The U.S. House Select Committee to Investigate the January 6th Attack on the United States Capitol plans to hold its first of six public hearings at 8:00 pm ET on Thursday--a event that will be livestreamed on the panel's YouTube channel and aired by most major television networks.

"The committee will present previously unseen material documenting January 6th, receive witness testimony, and provide the American people an initial summary of its findings about the coordinated, multi-step effort to overturn the results of the 2020 presidential election and prevent the transfer of power," the panel said. "The committee will also preview additional hearings."

Watch:

Congressman Jamie Raskin (D-Md.)--who is on the nine-member panel, which includes two Republicans--said earlier this week that they have "found evidence of concerted planning and premeditated activity," adding that "the idea that all of this was just a rowdy demonstration that spontaneously got a little bit out of control is absurd."

Raskin served as the manager for former President Donald Trump's historic second impeachment, which followed the Capitol attack that was provoked by the Republican leader and his allies' lies about the 2020 election results.
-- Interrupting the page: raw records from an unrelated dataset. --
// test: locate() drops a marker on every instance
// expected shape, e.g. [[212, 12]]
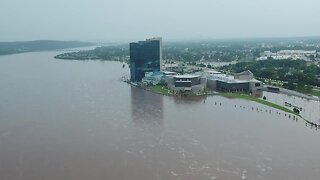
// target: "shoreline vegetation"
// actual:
[[163, 90], [7, 48]]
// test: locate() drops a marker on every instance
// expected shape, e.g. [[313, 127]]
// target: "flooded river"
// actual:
[[76, 120]]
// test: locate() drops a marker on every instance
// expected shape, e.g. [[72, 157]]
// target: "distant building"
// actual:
[[145, 56], [173, 67], [241, 82], [288, 54], [190, 83]]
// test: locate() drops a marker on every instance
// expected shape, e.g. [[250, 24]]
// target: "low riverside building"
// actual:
[[190, 83], [241, 82]]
The panel could ultimately decide to refer Trump and others to the U.S. Department of Justice (DOJ) for prosection.

Ahead of Thursday's prime-time hearing--which Fox News is declining to broadcast live--progressive advocacy groups and lawmakers welcomed the event and reiterated that the 2021 insurrection was, as Morris Pearl of the Patriotic Millionaires put it, "a clear and flagrant assault on American democracy."

Pearl also stressed that "it was only possible because of decades of groundwork laid by anti-democratic right-wing billionaires and lawmakers" who "have spent years moving the United States closer and closer to an oligarchy by bankrolling campaigns and events just like the White House Ellipse rally that immediately precipitated the Capitol riot, and in the process undermined the most basic building blocks of our democracy."
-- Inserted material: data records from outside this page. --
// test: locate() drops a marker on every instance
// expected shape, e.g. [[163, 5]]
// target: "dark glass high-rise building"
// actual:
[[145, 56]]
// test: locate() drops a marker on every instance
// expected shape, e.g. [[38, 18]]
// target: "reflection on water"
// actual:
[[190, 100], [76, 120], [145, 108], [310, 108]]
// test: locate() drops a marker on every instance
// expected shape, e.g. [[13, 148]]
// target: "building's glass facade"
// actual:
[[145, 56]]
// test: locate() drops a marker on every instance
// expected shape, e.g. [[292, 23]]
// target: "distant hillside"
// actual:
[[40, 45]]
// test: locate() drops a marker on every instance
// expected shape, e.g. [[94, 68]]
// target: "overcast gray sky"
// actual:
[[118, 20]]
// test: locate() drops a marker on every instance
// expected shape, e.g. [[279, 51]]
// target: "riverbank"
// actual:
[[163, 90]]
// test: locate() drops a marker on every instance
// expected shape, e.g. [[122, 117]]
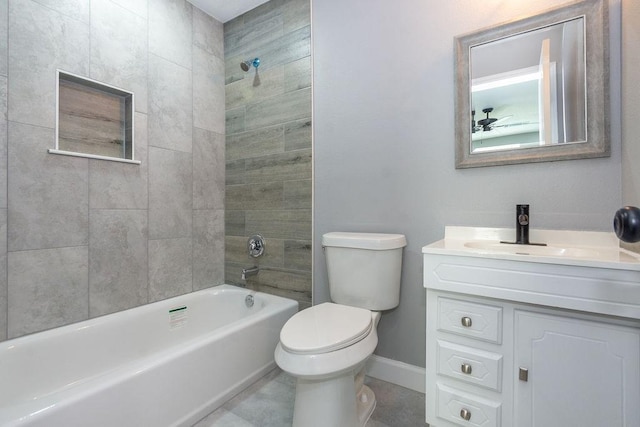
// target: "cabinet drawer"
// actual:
[[471, 365], [466, 409], [480, 321]]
"January 6th was a tragic day, but it was an inevitable consequence of the right-wing campaign to amass power whatever the costs," he added. "In this spirit, we hope that tonight's hearings underscore the urgent need to combat election misinformation and hate speech in America but also the equally critical need to dilute the power and influence of big money that enables it."

Congresswoman Ilhan Omar (D-Minn.), who is not on the panel, also shared her hopes for the hearing in a statement Thursday.

Highlighting that the committee "has pored over thousands of hours of footage and over 140,000 pages of documents during the past 11 months of investigations," Omar said that "I hope the hearing will make clear to the nation what has been clear to those of us who experienced the events of January 6th: that President Donald Trump waged a deliberate monthslong campaign to discredit the outcome of the presidential election and keep himself in office."

"He did this in coordination with Republican congressional leadership, along with far-right and militia groups, and he deliberately incited rioters on January 6th to disrupt the congressional certification of the election results," she added. "I was proud to introduce the first resolution impeaching Donald Trump for this insurrection. And I hope this hearing will remind everyone how fragile our democracy is, how important it is to defend it, and to hold any and all insurrectionists accountable."

Omar was far from alone in demanding accountability.

"We need to call out the traitors who embraced the Big Lie and incited a violent insurrection against our country," said Sen. Elizabeth Warren (D-Mass.). "We can't let them cover up the details of their plot. The House hearings beginning tonight are powerfully important so we can get the facts and ensure accountability."

"Understand this: The attempt to overturn the 2020 election was part of an ongoing scheme to stop the American people from being able to choose our country's leaders," she added. "We must get to the bottom of this and defend the right to vote and the right to have that vote counted."